Mechanically, you walk and climb around the desert environment. You drive rovers, operate computers and navigate with a scanner and a metal detector. Dr Yasna automatically tracks important notes and maps in her journal, which you can refer to if lost. She talks over the radio with Novik, the Dragonfly’s “astrogator” or captain, getting context and guidance.
The Invincible has a fantastic retro-futuristic aesthetic, reminiscent of The Forbidden Planet, Gerry Anderson’s Thunderbirds or Space 1999. Controls are large and analog. Robots lack the modern pseudo-organic look. Spaceships are gleaming rockets. Technology is practical and grounded, electromechanical instead of electronic. Even futuristic inventions like force fields are just applied electromagnetism with bulky wires, magnets, and insulators.
The aesthetic makes The Invincible believable and distinct hard science fiction. It also reduces complex apparatuses to simple controls that require no instructions, which is perfect for a game.
The aesthetic grounds The Invincible to the late 1950s or early 1960s. The developers did not introduce modern sensibilities or conveniences. The characters smoke. They lack the equivalent of mobile phones, although you can find a bulky Pong game console. The developers even retained some esoteric names from the novel, like calling a spaceship’s captain an “astrogator”.
The soundtrack is unsettling, an often discordant mix of percussive and theremin-like synthesized instruments. It ensures you always feel on edge. Nothing is ever quite right. It recasts the barren scenery, often starkly beautiful, as alien and isolating. The instrument choice also reinforces the 1950s/60s science fiction feel.

The Invincible generates a comic of Yasna’s progress and decisions. It summarises the story and highlights important decisions. The game shows you the last panel when reloading a save to give the player context quickly. Once again, it fits with the pulp comics popular during the 1950s and 60s.
Thematically, The Invincible deals with humility and hubris. Humanity’s Ozymandian discoveries on Regis III challenge our understanding of life and intelligence. Our anthropomorphization and existing taxonomies can hinder as much as help. For example, the separation between biological and machine is not always clear. Yansa’s isolation means she has to resort to her basic wits and grit.
The Invincible shows us some things will always be beyond our mastery. Humanity’s weapons, for all their might, assume human constraints and thinking. Even humanity’s advanced medical science cannot regain lost memories. The significance and irony of the game’s title slowly becomes clear toward the game’s end.

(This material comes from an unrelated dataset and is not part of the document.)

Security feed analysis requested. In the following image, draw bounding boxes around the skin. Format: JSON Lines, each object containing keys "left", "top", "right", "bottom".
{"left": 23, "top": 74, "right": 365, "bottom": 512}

Despite its futuristic setting and existentialism, The Invincible is ultimately about human nature. Amidst the Cold War-like paranoia and mistrust between Yansa’s pseudo-European Commonwealth and the pseudo-American Alliance, our similarities outnumber our differences. The Commonwealth’s and Alliance’s different technologies are interoperable. Human touches like sharing cigarettes can potentially unite us, as can challenges like those on Regis III.
The Invincible is short, taking six or seven hours to complete, but it is about the right length. There is some replayability. Most of the game is linear despite appearances, although you can make decisions at key moments to steer the remaining story and reach different endings. Achievements reward attention to detail or acting unpredictably.
The Invincible will appeal to those looking for contemplative science fiction with a strong visual and audio aesthetic. The developers have been faithful to Stanislaw Lem’s vision, which still holds up today. While humanity has not visited other planets as in the game, it is easy to consider humanity the master of its domain. The Invincible reminds us that the universe may have other plans.